Bromsgrove MP Bradley Thomas writes for the Standard.
WE ARE all expected to live within our means – and that should extend to the Government too.
For too long, Government has been spending more than it has coming in. This is unsustainable. It’s morally wrong too.
The Government is burdening future generations with more and more debt.
They will pay the price for our failures to control spending and live within our means as a country.
One spending area Government must urgently get a grip on is the welfare bill.
The cost of disability and sickness benefits has increased by 40 per cent in real terms since 2013 and now stands at nearly £65billion.
The Office for Budget Responsibility forecasts spending on disability and sickness benefits will reach a staggering £100billion by 2030.

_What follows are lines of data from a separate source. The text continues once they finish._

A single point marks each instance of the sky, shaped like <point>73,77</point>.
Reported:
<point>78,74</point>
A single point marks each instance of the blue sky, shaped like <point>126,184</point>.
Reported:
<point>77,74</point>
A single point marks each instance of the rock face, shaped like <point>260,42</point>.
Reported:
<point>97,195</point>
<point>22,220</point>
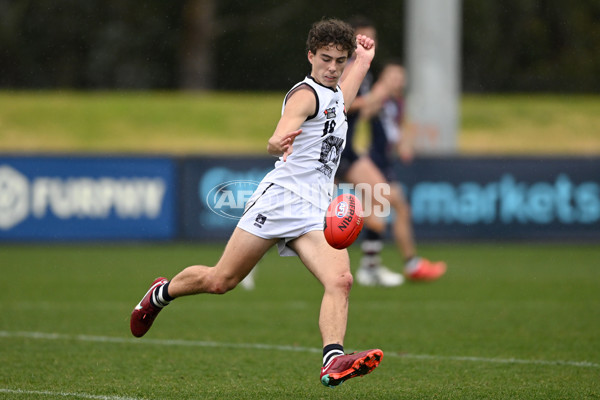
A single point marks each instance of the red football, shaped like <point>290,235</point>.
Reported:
<point>343,221</point>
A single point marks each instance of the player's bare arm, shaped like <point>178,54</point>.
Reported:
<point>365,51</point>
<point>300,105</point>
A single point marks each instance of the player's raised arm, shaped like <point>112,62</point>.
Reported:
<point>365,51</point>
<point>299,106</point>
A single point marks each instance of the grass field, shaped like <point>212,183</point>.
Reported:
<point>224,123</point>
<point>508,321</point>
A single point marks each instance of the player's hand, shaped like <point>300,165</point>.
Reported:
<point>365,48</point>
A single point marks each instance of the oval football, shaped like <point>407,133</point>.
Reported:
<point>343,221</point>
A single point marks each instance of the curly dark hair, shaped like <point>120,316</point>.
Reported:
<point>331,32</point>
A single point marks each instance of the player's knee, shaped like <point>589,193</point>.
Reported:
<point>343,282</point>
<point>220,284</point>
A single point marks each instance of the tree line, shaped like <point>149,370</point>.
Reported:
<point>508,46</point>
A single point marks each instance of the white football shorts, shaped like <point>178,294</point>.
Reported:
<point>274,212</point>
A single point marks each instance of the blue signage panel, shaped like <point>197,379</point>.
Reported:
<point>87,198</point>
<point>215,191</point>
<point>468,198</point>
<point>504,198</point>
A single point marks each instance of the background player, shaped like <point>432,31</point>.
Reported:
<point>380,103</point>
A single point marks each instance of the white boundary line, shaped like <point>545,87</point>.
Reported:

This is clearly unsustainable.
In this scenario, £1 in every £4 of income tax will be spent on health and disability benefits, equivalent to almost £1,500 per year per person across the UK and more than the entire defence budget.
And here’s another sobering stat from the Office for National Statistics. More than 50 per cent of households in our country are taking more in welfare than they are paying in.
I do not believe for a second that anyone believes this is right. I certainly do not, which is why I voted to cut welfare spending by £23billion.
The Conservative Party’s plan that I voted for would deliver £23billion in savings by reforming non-pensioner welfare including restricting welfare to UK citizens (with exceptions to honour existing international treaties), reforming sickness and disability benefits by ending access for lower-level mental health conditions. It would also make greater use of face-to-face assessment, reform housing benefit, review the rates and exemptions from the Household Benefit Cap, limit the VAT subsidy for motability, reform job-seeking obligations and retain the two-child benefit cap.
Labour, Reform, Liberal Democrats did not support us on this. Why?
Because they’re not serious about getting Britain working again.